The studies also identified a number of migrant animals in most parts of the landscape, which underlined how vital the corridors are for maintaining regular genetic exchange. Elaborating on its parameter of landscape integrity, the MoEF panel rightly suggested that all areas located within an unfragmented landscape of 100 sq km and above will qualify for the inviolate status. But it is one thing to acknowledge the corridor value of an area, quite another to protect its integrity on the ground.

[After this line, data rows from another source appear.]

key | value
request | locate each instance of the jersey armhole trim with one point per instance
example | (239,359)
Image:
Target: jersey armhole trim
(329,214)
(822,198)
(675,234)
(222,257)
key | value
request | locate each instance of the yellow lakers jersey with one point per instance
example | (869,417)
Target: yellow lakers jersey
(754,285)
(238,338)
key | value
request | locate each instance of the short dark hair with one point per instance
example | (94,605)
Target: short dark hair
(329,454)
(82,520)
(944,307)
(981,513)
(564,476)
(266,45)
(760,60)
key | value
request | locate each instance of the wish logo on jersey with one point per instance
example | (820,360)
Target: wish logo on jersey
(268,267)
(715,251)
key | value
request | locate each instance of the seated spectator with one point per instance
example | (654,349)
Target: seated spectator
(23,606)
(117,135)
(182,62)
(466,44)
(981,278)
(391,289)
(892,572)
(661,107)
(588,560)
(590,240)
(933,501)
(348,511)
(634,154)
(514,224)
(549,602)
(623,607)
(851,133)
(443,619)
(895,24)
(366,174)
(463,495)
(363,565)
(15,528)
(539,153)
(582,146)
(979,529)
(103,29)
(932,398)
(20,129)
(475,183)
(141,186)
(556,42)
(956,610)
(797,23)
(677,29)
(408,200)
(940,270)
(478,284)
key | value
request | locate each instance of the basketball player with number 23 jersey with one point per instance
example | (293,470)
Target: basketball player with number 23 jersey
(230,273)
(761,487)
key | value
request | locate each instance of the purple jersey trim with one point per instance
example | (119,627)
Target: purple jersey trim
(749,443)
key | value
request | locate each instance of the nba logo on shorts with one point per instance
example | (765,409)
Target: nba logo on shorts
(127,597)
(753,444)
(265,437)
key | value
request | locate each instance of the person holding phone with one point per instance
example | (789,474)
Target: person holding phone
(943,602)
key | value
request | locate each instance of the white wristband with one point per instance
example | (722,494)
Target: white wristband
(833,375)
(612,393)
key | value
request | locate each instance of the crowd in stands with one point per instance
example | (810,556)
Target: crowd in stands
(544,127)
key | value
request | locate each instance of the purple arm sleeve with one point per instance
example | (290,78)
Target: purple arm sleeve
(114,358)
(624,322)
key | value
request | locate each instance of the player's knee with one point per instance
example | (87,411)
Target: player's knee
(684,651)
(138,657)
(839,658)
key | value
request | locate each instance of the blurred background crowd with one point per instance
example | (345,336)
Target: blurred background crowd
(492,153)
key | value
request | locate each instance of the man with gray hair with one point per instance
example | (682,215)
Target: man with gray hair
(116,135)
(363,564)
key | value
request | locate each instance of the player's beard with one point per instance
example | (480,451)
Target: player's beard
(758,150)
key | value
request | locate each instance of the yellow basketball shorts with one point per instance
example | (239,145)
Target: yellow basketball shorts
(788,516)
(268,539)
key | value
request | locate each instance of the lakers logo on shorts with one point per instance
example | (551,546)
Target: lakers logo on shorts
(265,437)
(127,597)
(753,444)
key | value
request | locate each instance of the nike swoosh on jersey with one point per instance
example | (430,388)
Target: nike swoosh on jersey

In 2005, the Wildlife Trust of India — in collaboration with 10 state forest departments — came up with a comprehensive list of 88 elephant corridors of India. Three corridors of high conservation priority between Corbett and the Ramnagar forest division on two sides of the Kosi river were identified as Mohan- Kumaria, Dhangadi-Sunderkhal and Ringora-Bijrani. Several other expert panels have also identified the same corridors as absolutely crucial for movements of all wildlife, including the tiger.
Eight years later, a fenced-up government establishment — Indian Medical Pharmaceutical Co Ltd — still sits on the Mohan-Kumaria corridor, while a sprawling encroachment of a village — Sunderkhal — settled by former chief minister ND Tiwari and a plush wildlife resort — Infinity — which runs a green NGO, continue to block the other two.